At the North Riding Police Court, Scarborough, Albert Smith, gardener, Wheatcroft, was summoned for having been in possession of wood washed from a ship lying off Scarborough.
Mr John Whitfield, solicitor, who appeared for the prosecution, said Sergeant Peacock and Acting Sergeant Daykin, visited defendant’s premises at Wheatcroft on August 10th, and there they found a quantity of timber.
The latter consisted of fifteen pieces of wood, a quantity of other boards of various lengths and thickness, and a quantity of other wood. The value put upon that wood by Captain Mosey, Lloyd’s Agent, was £6 16s.
The defendant asked about the wood, and he admitted he had carried it from the bench to his premises, and had not reported it.

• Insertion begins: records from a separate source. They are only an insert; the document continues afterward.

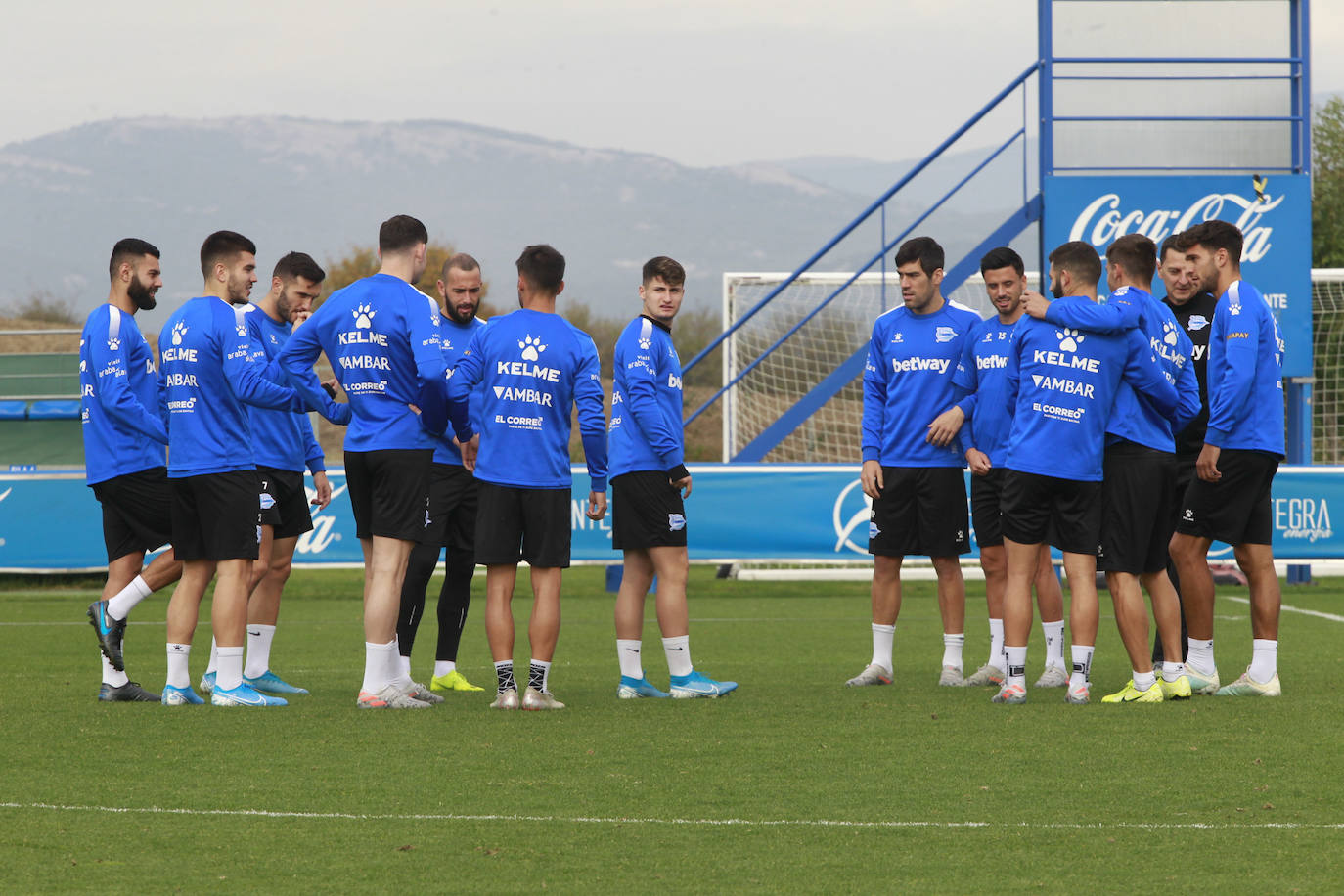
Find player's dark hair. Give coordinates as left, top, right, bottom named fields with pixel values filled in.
left=1050, top=239, right=1100, bottom=284
left=270, top=252, right=327, bottom=284
left=439, top=252, right=481, bottom=281
left=201, top=230, right=256, bottom=280
left=378, top=215, right=428, bottom=252
left=643, top=255, right=686, bottom=287
left=1106, top=234, right=1157, bottom=284
left=108, top=237, right=158, bottom=280
left=896, top=237, right=944, bottom=277
left=1176, top=220, right=1242, bottom=267
left=980, top=246, right=1027, bottom=277
left=515, top=244, right=564, bottom=294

The proceedings were taken under Section 65 of the Larceny Act of 1861. It was the duty, said Mr Whitfield, of persons who found things on the shore to deliver it to the Receiver of Wrecks for the district. Dealing with the wood which had come ashore from the ship had taken place in a wholesale manner, and it was of the utmost importance that people finding timber should know it was not a matter of right on their part to take it home; they were bound to deliver it so that it might be dealt with for the benefit of the owners - in this case the government.

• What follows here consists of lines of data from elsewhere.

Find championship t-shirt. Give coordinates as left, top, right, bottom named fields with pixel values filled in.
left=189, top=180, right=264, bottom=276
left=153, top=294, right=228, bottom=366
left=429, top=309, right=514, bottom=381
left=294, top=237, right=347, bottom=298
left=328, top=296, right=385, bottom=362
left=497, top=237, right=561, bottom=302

Sergeant Peacock, in evidence, said defendant told him he had more wood to carry. He had not reported it to the Receiver of Wrecks, but he would do so as soon as he finished.
By the clerk: Defendant answered the questions freely; there was no concealment.
Captain Mosey said he was Lloyd’s agent, and he was also acting for the London Salvage Association. Messrs Wade’s manager had valued the wood and the sum named was the lowest value he could put on it. Notices had been sent to the police to post about the villages. The government would not allow, he said later in answer to defendant, the sale of wood - it had to be stored. The value of wood had gone up, he explained, very considerably.
Mr Whitfield said that Captain Mosey, although he had done that, was not obliged to do so. People were supposed to know the law.
The clerk: It is rather difficult at the present time (laughter).
Mr Whitfield: Yes it is a legal presumption.
Defendant said that he had been in the habit, like others, of taking things like wood found, and reporting them to the authorities, securing salvage, and having the option of purchase.
At Wheatcroft they had not been notified by the police, or by the posting of notices. The wood was at Carnelian Bay on the rocks, and could not be got by cobles. Therefore, he disputed that the wood was worth anything like the sum placed upon it. He (defendant) had intended to get a good store of the wood - he had brought it up openly - and then reporting it to the Receiver of Wrecks, receiving the salvage, and if possible, purchasing it. He had been in the habit of doing so, the last time being on November 22nd, 1915. He reported the matter then to the customs’ officer, and for seven pit props gave 2s 11d with the salvage money off.
The clerk asked Captain Mosey, what the labour of bringing the wood from the rocks to the village was worth, but he replied that he could not state that. It would, he thought, be half or three-quarters of a mile to the beach.
The chairman, after the magistrates had retired, said the bench thought the case was proved, but the magistrates had decided to deal very leniently with defendant, because they did not think he took the wood intending to steal it.
He would be fixed with a 2s 6d fine, but if the same thing went on the magistrates would be compelled to impose heavier fines.
Smith asked if he would have to deliver the wood, he was told to consult Captain Mosey.
Smith: If I have to remove it I shall take it back to the rocks.